The signaling thresholds in the one-sided and O-E CUSUM are designed to help the clinician understand when the differences are of sufficient magnitude that a review is suggested and help avoid premature or unjustified reaction to apparent trends. As proposed here, the CUSUM would not be a regulatory tool. Rather, as a quality improvement tool, it can be used to assess the clinical impact of changing practices (e.g. accepting higher risk donors). Thus, the CUSUM can help the center avoid coming to the attention of the MPSC and will not increase scrutiny. As noted, there is an excellent agreement between the methods in identifying which centers are at risk; the real difference in the two methods is the rate of ascertainment.

CUSUM charts have been clinically applied in a variety of surgical applications in single-center series to assess outcomes of cardiac surgery (18–21), colorectal surgery (22), breast surgery (23) and other specialties (7). In general, CUSUM charts have been used for two purposes: first, to assess the learning curve inherent in the adoption of new surgical procedures (e.g. laparoscopic nephrectomy) (24), and second, to assess the outcome of a system of care within a single institution or across a group of providers. In the case of the learning curve, the CUSUM chart is followed until the number of observed events is consistently less than expected. The CUSUM chart can be effectively used to monitor processes for either clusters of failures or a steady change in outcomes (either positive or negative), providing that an appropriate one- or two-sided chart is used.

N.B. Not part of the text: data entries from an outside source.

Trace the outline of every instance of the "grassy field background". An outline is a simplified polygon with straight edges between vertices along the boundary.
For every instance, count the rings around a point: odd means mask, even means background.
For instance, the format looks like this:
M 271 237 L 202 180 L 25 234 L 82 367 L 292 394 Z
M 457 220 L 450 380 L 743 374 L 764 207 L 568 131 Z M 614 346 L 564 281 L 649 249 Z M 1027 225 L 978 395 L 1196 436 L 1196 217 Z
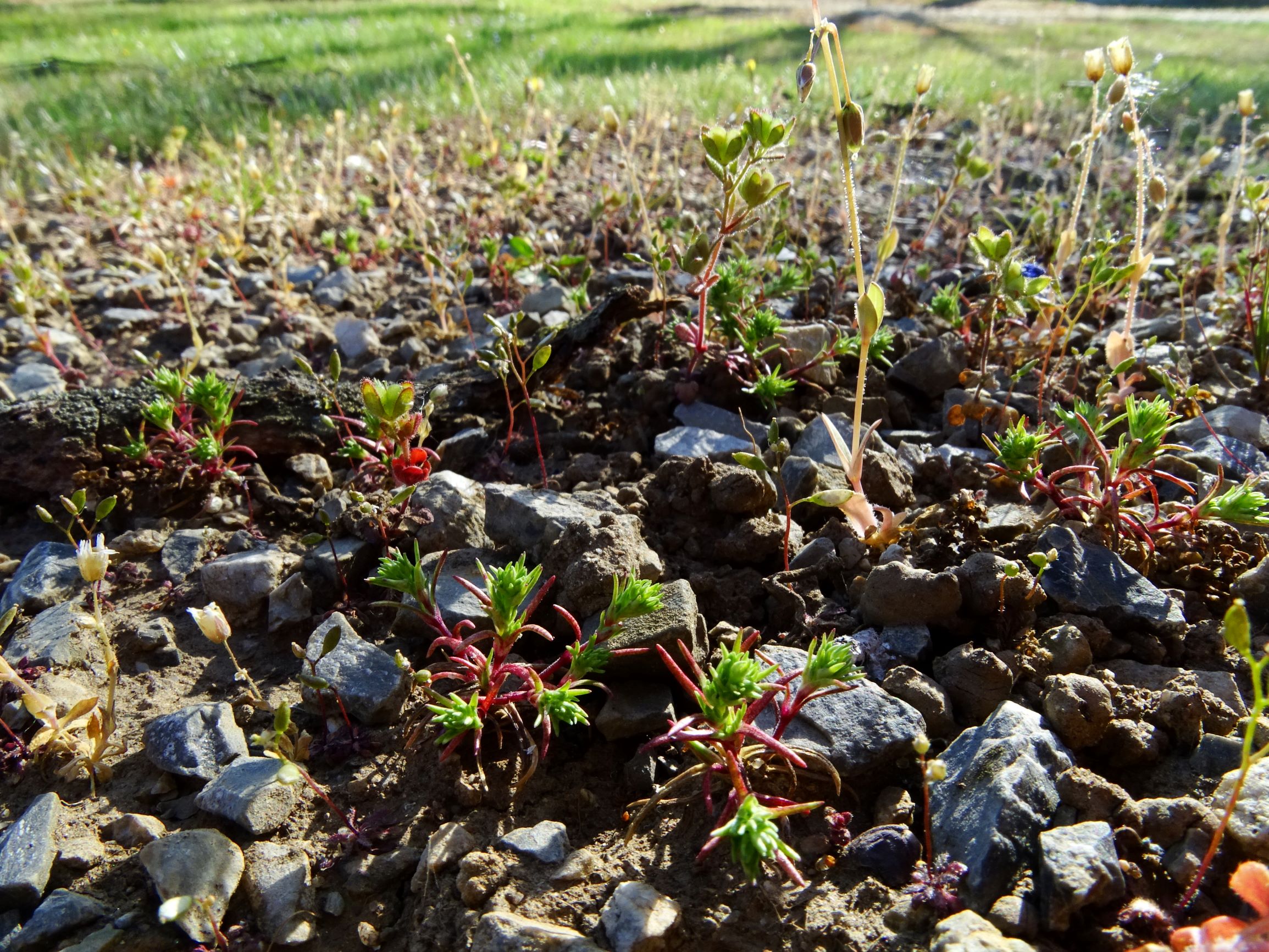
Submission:
M 802 9 L 806 6 L 807 9 Z M 622 112 L 726 114 L 792 88 L 810 3 L 674 0 L 53 0 L 0 6 L 0 149 L 113 143 L 145 156 L 173 126 L 259 135 L 336 108 L 406 104 L 420 126 L 472 112 L 445 34 L 486 109 L 511 121 L 524 80 L 539 103 L 580 118 Z M 1256 11 L 994 3 L 954 8 L 827 4 L 845 28 L 867 102 L 907 100 L 912 70 L 938 66 L 934 102 L 1027 110 L 1080 95 L 1081 52 L 1127 33 L 1154 63 L 1152 109 L 1212 109 L 1236 90 L 1269 96 L 1269 18 Z M 1260 11 L 1263 13 L 1263 11 Z M 746 69 L 753 58 L 756 72 Z M 1075 85 L 1072 85 L 1075 84 Z M 756 91 L 755 91 L 756 86 Z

In this paper, we have concentrated on methods associated with monitoring mortality or graph survival outcomes with a CUSUM method based on the Cox regression model. This method is able to utilize all failures as they occur and avoids the waiting time required in the assessment of survival outcomes, using CUSUMs for binary outcomes as previously reported (10,11,13–15). We feel that these methods represent a major advance over previously published techniques. Because the risk-adjustment models are consistent with those used in the SRTR's PSRs, center directors can feel confident that the CUSUM will respond to clinically relevant changes in outcomes that may be under the center's control but will not penalize programs that transplant higher risk patients or utilize high-risk organs. Furthermore, the utility of the CUSUM for ongoing management is enhanced by its ability to capture and include all patient deaths and graft failures immediately upon reporting rather than waiting, for example, for a full-year posttransplant.

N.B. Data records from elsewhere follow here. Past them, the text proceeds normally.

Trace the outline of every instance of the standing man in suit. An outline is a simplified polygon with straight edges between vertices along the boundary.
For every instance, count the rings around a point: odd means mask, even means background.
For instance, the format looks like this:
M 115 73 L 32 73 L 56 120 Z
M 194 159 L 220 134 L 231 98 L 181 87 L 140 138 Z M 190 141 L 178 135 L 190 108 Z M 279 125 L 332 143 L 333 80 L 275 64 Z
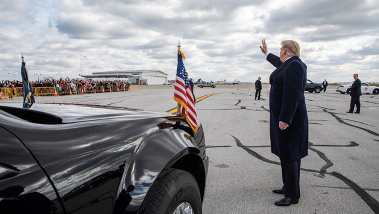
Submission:
M 359 101 L 359 97 L 362 95 L 361 91 L 361 80 L 358 79 L 358 75 L 354 74 L 353 77 L 355 80 L 353 82 L 353 84 L 350 86 L 350 96 L 351 96 L 351 101 L 350 101 L 350 109 L 346 113 L 353 113 L 354 110 L 354 106 L 357 106 L 357 111 L 354 113 L 359 113 L 361 112 L 361 102 Z
M 324 80 L 324 81 L 322 82 L 322 88 L 324 89 L 324 92 L 326 91 L 326 87 L 328 86 L 328 81 L 326 81 L 326 79 Z
M 262 90 L 262 82 L 260 82 L 260 77 L 258 77 L 258 79 L 255 81 L 255 99 L 258 95 L 258 100 L 260 100 L 260 90 Z
M 267 51 L 264 40 L 259 46 L 276 69 L 270 76 L 270 139 L 271 152 L 280 159 L 283 187 L 273 190 L 284 194 L 275 203 L 288 206 L 300 198 L 300 163 L 308 154 L 308 116 L 304 91 L 307 65 L 299 57 L 300 47 L 294 41 L 281 43 L 280 56 Z

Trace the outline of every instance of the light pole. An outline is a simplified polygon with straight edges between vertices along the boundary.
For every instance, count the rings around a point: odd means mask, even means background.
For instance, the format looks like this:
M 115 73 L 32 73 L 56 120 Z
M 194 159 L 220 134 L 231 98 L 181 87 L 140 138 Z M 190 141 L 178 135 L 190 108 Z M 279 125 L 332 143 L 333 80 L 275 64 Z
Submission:
M 40 81 L 40 75 L 42 74 L 36 73 L 34 74 L 34 75 L 38 75 L 38 81 Z
M 83 55 L 80 55 L 80 78 L 81 78 L 81 57 L 85 57 L 85 56 L 83 56 Z

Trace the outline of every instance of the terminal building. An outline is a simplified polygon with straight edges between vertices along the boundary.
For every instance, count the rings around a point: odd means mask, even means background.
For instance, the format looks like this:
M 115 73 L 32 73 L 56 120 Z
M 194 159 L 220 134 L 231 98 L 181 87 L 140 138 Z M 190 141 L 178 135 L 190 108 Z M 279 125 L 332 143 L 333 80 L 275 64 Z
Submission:
M 82 75 L 92 80 L 126 81 L 131 85 L 162 85 L 167 82 L 168 75 L 159 70 L 114 70 Z

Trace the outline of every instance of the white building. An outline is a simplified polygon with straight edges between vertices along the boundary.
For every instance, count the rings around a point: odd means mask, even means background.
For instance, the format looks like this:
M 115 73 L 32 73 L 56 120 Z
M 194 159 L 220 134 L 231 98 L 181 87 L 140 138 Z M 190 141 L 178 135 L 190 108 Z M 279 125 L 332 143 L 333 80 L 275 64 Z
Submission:
M 168 74 L 159 70 L 114 70 L 82 75 L 92 80 L 127 81 L 132 85 L 161 85 L 167 82 Z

It should be noted that CUSUM techniques could be used to monitor many other outcomes besides survival. The methods based on a binary outcome, for example, could be used to monitor such outcomes as conversion rates or acceptance rates, in addition to short-term survival. In the industrial context, CUSUMs were initially developed to monitor normally distributed outcomes; normal CUSUMs could be used to monitor other transplant outcomes such as measures of quality of life or creatinine clearance.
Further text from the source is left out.